Coming in many different shapes, sizes, and strengths, magnets can be used for a variety of reasons, probably the most common association being with hanging up A+ papers or family photos on the refrigerator. Magnets in their raw form, however, can prove to be more fun when conducting scientific experiments for school or just exploring your own sheer curiosity of their power in affecting their surroundings. For example: sure, you might have guessed that magnets and electricity are related, but have you ever wondered whether magnets can affect plant growth? Or other living organisms for that matter? You can easily discover these answers in your own home with mostly the gathering of materials. For other magnet-related questions you might have never stopped to think about, click here.
There are already some simple experiments that you can conduct if you have magnets, a compass and some other easy-to-find materials. One idea you can explore is insulators, or things that affect the magnetic force of a magnet, seen here.The possibilities are almost endless! A great list for conducting scientific experiments can be accessed here.
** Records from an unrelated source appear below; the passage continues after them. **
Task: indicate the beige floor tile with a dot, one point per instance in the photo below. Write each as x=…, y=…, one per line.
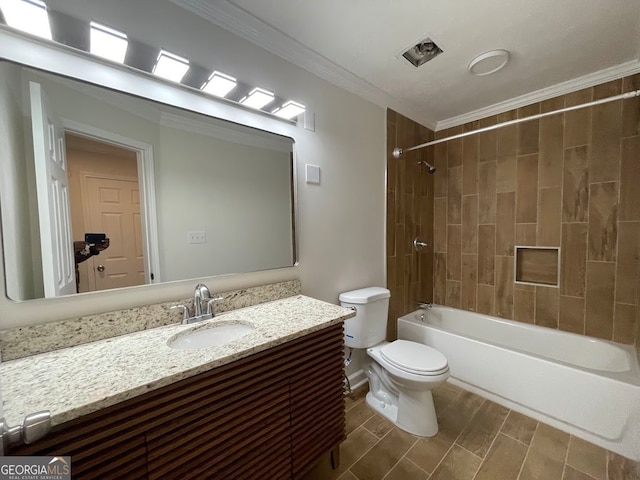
x=357, y=415
x=378, y=425
x=406, y=470
x=587, y=458
x=384, y=455
x=520, y=427
x=572, y=474
x=503, y=460
x=458, y=464
x=483, y=428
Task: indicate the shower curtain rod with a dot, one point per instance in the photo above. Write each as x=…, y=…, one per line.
x=397, y=152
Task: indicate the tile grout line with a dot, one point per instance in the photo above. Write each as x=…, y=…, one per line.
x=526, y=455
x=491, y=446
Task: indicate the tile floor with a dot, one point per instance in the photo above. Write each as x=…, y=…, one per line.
x=478, y=440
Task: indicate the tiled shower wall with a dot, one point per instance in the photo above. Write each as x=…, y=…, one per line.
x=409, y=214
x=570, y=180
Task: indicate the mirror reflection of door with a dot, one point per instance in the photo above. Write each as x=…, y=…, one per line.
x=105, y=198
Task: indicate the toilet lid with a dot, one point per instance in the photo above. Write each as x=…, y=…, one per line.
x=414, y=357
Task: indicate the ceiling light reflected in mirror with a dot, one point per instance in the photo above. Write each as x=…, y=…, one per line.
x=29, y=16
x=108, y=43
x=258, y=98
x=219, y=84
x=171, y=66
x=289, y=110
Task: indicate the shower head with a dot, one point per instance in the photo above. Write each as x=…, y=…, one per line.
x=430, y=168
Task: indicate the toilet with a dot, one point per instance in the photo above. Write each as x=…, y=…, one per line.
x=402, y=373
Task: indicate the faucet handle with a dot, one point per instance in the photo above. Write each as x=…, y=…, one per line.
x=210, y=301
x=185, y=312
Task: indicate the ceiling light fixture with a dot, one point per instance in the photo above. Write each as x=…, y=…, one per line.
x=488, y=62
x=170, y=66
x=108, y=43
x=27, y=15
x=219, y=84
x=258, y=98
x=289, y=110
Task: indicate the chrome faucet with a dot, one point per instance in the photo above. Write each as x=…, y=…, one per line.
x=201, y=294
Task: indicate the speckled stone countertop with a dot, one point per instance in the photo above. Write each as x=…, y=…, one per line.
x=79, y=380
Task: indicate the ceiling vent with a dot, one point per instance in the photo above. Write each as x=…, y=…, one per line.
x=422, y=52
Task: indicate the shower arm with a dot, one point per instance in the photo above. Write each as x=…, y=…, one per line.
x=397, y=152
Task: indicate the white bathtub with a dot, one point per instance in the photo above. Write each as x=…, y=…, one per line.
x=584, y=386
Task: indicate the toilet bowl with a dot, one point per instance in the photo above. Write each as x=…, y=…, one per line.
x=401, y=377
x=401, y=373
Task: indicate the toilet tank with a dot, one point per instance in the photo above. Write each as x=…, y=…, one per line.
x=369, y=326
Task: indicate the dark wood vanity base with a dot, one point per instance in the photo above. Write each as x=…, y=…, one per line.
x=270, y=416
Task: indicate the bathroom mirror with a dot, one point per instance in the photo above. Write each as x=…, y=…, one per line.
x=179, y=194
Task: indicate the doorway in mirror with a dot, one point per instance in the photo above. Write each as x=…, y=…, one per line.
x=105, y=198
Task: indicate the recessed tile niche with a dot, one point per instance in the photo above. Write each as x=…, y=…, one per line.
x=537, y=265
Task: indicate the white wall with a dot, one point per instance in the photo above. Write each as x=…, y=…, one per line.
x=340, y=222
x=13, y=178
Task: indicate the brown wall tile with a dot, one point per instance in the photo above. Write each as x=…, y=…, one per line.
x=549, y=219
x=470, y=224
x=505, y=223
x=571, y=317
x=573, y=259
x=527, y=189
x=528, y=132
x=470, y=165
x=524, y=305
x=454, y=196
x=504, y=287
x=440, y=225
x=599, y=296
x=486, y=254
x=575, y=193
x=603, y=221
x=577, y=124
x=630, y=180
x=551, y=152
x=547, y=300
x=453, y=294
x=487, y=192
x=454, y=251
x=606, y=132
x=486, y=295
x=469, y=282
x=628, y=262
x=624, y=323
x=440, y=278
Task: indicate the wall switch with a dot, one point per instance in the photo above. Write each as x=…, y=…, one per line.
x=196, y=237
x=312, y=174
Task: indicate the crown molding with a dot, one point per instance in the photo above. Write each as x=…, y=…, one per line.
x=226, y=134
x=241, y=23
x=586, y=81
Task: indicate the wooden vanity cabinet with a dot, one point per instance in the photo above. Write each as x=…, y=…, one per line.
x=267, y=416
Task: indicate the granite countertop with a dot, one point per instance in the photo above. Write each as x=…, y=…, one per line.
x=80, y=380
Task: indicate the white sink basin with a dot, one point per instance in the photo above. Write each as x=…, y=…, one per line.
x=210, y=337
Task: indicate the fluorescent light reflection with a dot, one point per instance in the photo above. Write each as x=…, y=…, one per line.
x=171, y=66
x=219, y=84
x=108, y=43
x=27, y=15
x=258, y=98
x=289, y=110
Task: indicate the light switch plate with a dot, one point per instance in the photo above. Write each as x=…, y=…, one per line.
x=196, y=237
x=312, y=174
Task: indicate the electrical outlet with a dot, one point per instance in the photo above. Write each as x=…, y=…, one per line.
x=196, y=237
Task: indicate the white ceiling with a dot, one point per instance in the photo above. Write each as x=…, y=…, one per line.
x=556, y=47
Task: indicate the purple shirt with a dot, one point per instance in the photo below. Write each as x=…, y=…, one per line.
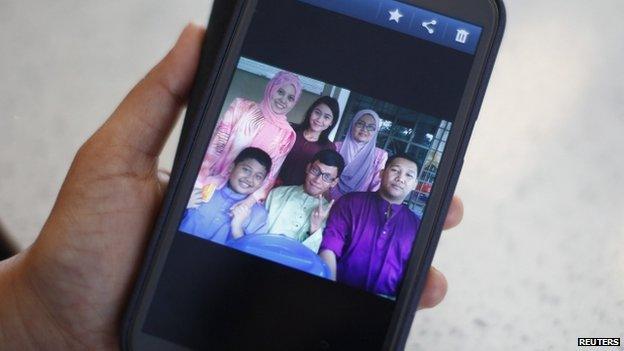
x=371, y=250
x=294, y=167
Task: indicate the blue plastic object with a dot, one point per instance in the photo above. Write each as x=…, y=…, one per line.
x=284, y=250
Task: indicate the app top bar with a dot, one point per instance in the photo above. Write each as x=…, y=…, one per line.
x=408, y=19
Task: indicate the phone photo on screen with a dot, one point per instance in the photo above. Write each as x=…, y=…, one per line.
x=308, y=207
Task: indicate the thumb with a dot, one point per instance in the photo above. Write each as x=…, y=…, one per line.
x=146, y=116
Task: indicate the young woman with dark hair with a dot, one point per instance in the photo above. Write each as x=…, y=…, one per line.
x=312, y=137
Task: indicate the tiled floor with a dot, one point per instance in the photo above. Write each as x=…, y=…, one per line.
x=539, y=259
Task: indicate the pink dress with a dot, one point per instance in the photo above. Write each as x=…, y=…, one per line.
x=244, y=125
x=373, y=180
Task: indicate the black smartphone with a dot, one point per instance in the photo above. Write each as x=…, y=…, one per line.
x=320, y=153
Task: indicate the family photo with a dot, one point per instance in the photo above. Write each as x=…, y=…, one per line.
x=316, y=177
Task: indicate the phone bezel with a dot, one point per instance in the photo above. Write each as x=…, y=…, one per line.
x=488, y=14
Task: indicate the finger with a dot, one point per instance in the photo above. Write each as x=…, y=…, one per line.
x=455, y=213
x=144, y=119
x=435, y=289
x=163, y=178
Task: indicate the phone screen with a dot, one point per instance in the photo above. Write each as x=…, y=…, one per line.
x=309, y=199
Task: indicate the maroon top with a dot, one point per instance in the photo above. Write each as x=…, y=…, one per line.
x=294, y=167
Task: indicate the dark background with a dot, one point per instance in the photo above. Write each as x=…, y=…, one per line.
x=358, y=56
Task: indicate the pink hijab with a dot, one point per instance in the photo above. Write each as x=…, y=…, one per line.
x=280, y=80
x=358, y=156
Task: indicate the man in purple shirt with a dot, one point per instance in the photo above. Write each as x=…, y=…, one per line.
x=369, y=236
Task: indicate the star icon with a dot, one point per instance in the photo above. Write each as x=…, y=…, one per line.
x=395, y=15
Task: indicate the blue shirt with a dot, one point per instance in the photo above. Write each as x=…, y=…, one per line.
x=212, y=221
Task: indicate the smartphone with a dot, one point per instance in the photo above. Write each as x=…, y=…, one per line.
x=321, y=149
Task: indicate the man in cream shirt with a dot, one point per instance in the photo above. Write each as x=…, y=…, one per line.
x=299, y=212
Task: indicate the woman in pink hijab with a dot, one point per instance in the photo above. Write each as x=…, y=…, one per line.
x=364, y=161
x=249, y=124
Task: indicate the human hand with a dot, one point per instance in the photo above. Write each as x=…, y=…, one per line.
x=68, y=290
x=239, y=215
x=249, y=201
x=319, y=215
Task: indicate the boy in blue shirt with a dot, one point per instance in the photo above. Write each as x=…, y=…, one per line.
x=214, y=218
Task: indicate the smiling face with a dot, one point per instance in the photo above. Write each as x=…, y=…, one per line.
x=321, y=118
x=283, y=99
x=247, y=176
x=398, y=179
x=319, y=178
x=364, y=129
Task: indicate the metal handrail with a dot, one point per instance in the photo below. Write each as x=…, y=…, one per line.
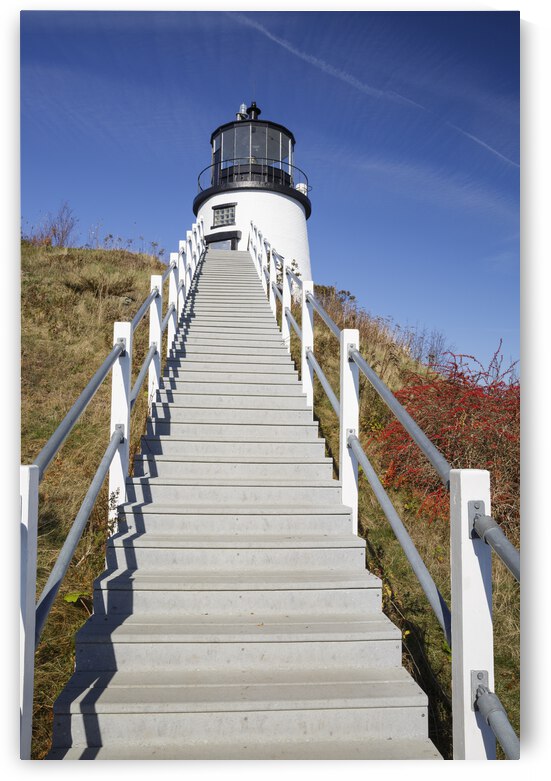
x=419, y=437
x=294, y=277
x=488, y=530
x=141, y=376
x=167, y=317
x=323, y=314
x=69, y=546
x=144, y=307
x=436, y=600
x=492, y=710
x=48, y=452
x=293, y=322
x=324, y=381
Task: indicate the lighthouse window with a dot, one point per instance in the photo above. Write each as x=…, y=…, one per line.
x=223, y=215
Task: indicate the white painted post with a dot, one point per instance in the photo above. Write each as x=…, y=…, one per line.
x=155, y=336
x=172, y=299
x=472, y=628
x=189, y=258
x=273, y=277
x=182, y=278
x=28, y=489
x=286, y=304
x=262, y=262
x=349, y=422
x=120, y=416
x=307, y=328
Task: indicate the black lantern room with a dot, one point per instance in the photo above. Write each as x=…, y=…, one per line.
x=250, y=153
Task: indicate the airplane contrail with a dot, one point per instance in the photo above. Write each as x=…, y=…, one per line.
x=348, y=78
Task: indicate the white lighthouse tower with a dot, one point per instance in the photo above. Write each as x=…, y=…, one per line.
x=253, y=177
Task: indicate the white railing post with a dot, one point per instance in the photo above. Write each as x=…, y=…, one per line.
x=349, y=422
x=307, y=327
x=155, y=337
x=262, y=262
x=271, y=268
x=28, y=489
x=182, y=279
x=286, y=304
x=189, y=260
x=120, y=416
x=172, y=299
x=471, y=609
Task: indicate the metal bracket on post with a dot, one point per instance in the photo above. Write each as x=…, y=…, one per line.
x=478, y=678
x=471, y=609
x=475, y=508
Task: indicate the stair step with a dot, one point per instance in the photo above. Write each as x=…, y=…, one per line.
x=233, y=432
x=172, y=466
x=224, y=354
x=191, y=364
x=159, y=642
x=231, y=491
x=188, y=414
x=149, y=552
x=230, y=401
x=242, y=594
x=190, y=384
x=346, y=749
x=237, y=521
x=227, y=376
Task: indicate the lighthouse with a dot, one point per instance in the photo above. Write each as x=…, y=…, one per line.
x=253, y=177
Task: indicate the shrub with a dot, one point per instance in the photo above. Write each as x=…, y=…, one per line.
x=472, y=414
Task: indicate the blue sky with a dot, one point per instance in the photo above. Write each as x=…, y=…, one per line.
x=407, y=125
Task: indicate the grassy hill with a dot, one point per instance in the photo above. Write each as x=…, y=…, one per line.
x=71, y=297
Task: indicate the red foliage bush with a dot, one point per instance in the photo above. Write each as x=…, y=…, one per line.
x=472, y=414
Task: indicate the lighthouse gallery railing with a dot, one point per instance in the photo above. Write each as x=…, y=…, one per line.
x=115, y=461
x=478, y=715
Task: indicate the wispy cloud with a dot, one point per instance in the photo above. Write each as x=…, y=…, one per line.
x=482, y=144
x=424, y=183
x=322, y=65
x=352, y=81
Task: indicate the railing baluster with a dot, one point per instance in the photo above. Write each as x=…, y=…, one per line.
x=120, y=416
x=172, y=299
x=349, y=421
x=182, y=279
x=155, y=337
x=471, y=608
x=271, y=296
x=28, y=488
x=307, y=326
x=285, y=304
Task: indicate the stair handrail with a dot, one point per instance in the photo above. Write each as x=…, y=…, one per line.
x=114, y=462
x=478, y=716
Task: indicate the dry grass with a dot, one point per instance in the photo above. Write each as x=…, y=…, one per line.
x=70, y=299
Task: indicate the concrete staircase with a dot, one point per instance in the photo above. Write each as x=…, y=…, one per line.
x=235, y=618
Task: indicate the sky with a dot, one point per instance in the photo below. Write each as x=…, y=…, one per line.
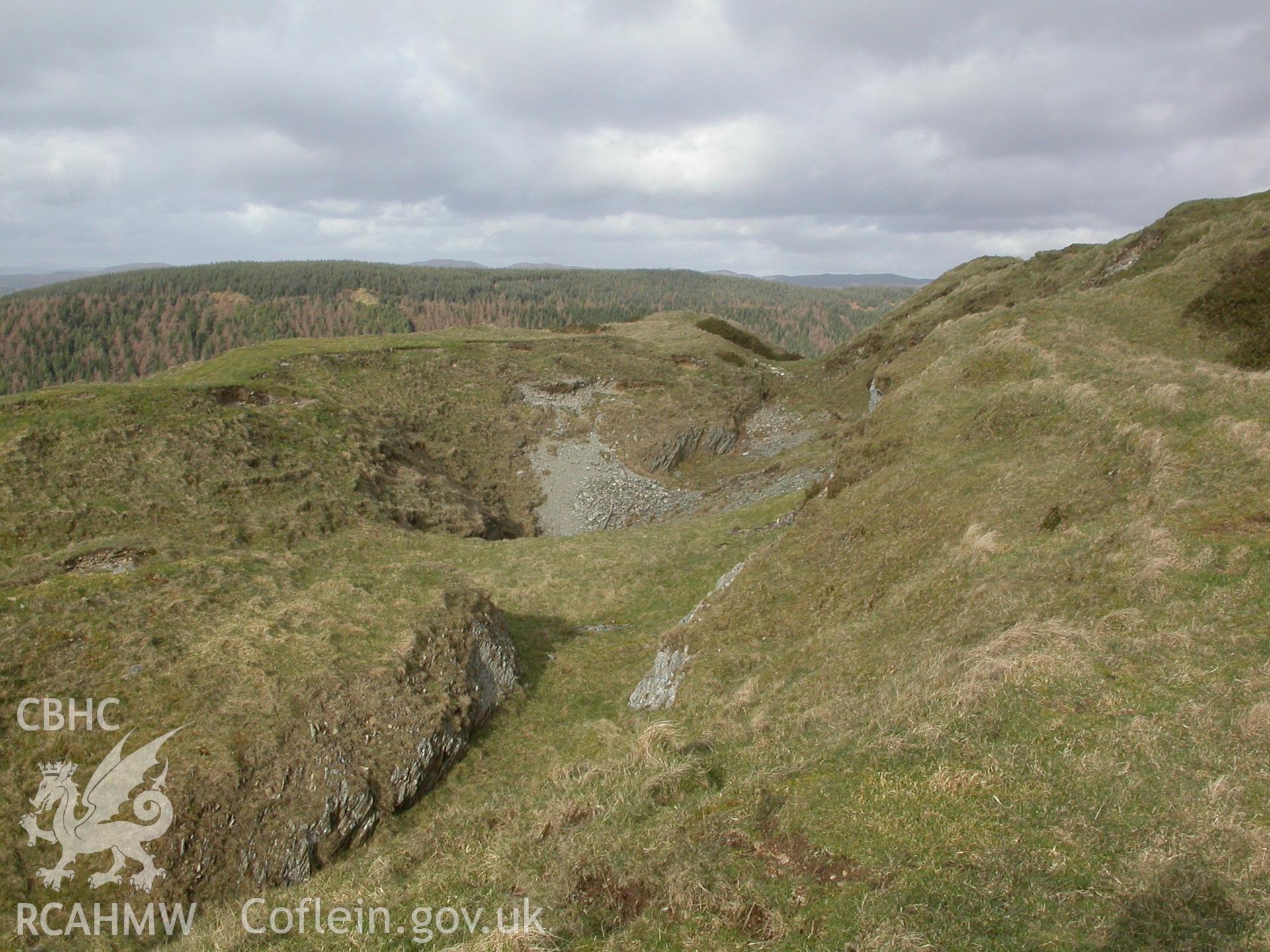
x=799, y=136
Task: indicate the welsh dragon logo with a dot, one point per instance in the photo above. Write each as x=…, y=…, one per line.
x=88, y=824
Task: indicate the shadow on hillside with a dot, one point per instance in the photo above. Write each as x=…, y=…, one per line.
x=1185, y=908
x=536, y=639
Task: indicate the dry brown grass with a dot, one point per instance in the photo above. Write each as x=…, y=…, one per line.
x=980, y=542
x=1166, y=397
x=1250, y=434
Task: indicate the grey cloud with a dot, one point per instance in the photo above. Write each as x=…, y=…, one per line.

Also, please remember that when experimenting with magnets of any sort that you handle your magnets carefully. Underestimating the attraction of two magnets can lead to pinched fingers or pieces of the magnet chipping off; for this reason, it wouldn’t hurt to wear eye goggles so that you are prepared if you accidentally send tiny magnet fragments flying. Once you have some basic magnet safety under your belt (and some other materials in hand), you can begin to have your own magnet experiments while learning and having fun along the way.